Prior to the first amendment, if you had a printing press, the government could tell you what you could and could not print. Historically, printing presses were often regulated, and in the run up to the revolutionary war, the british government did try to stop people from publishing anti-british literature. Contemporaneously, there are many countries around the world that do not enjoy this freedom that you take so much for granted that you would somehow think that the first amendment was meant to restrict freedoms, rather than guarantee them.
The first amendment was to ensure that all means of communication were not interfered with by the government. One of those enumerated rights was that if you had a printing press, the government could not tell you what you could and could not publish.
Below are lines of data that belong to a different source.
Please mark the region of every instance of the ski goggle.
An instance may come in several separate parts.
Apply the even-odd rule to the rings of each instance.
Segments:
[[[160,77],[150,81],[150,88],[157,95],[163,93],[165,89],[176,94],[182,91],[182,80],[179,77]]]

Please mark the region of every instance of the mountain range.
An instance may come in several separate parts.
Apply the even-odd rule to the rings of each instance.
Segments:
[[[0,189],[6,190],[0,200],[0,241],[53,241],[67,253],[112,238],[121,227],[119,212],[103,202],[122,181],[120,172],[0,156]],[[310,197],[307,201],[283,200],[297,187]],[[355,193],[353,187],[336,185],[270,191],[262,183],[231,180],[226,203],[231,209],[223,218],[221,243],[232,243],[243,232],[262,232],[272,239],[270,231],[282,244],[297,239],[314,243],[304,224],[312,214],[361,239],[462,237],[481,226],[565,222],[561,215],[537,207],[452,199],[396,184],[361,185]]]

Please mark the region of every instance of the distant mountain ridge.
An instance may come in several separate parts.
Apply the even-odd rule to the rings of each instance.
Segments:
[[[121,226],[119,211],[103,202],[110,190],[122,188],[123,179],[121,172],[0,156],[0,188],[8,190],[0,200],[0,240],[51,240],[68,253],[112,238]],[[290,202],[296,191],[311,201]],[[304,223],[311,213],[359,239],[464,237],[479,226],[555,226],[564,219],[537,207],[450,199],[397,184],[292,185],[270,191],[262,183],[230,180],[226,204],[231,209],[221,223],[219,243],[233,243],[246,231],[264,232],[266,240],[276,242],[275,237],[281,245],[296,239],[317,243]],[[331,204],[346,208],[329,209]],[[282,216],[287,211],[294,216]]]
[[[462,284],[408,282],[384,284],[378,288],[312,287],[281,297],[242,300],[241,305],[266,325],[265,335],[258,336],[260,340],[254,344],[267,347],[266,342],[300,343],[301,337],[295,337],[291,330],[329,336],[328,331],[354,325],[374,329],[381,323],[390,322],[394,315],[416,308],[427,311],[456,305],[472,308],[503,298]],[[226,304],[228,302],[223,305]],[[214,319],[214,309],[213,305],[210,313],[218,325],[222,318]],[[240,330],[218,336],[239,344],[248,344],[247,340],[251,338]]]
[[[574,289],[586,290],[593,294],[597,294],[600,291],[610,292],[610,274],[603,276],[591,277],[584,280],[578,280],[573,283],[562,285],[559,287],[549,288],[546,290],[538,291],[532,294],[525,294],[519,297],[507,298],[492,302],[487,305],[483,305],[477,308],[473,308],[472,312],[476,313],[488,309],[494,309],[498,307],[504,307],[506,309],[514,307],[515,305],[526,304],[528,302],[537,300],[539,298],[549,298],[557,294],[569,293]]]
The other enumerated rights were to specifically guarantee all other forms of communication they could think of. If they had been around today, they most likely would have enumerated radio, tv, and even the internet, but since those did not exist at the time, as the only form of mass communication was to use a printing press, that was what they specifically protected.
It was a right that guaranteed that anyone with access to a means of mass communication could use that means without govt interference. It is basic tautological logic that someone without access to a means of mass communication did not have access to a means of mass communication.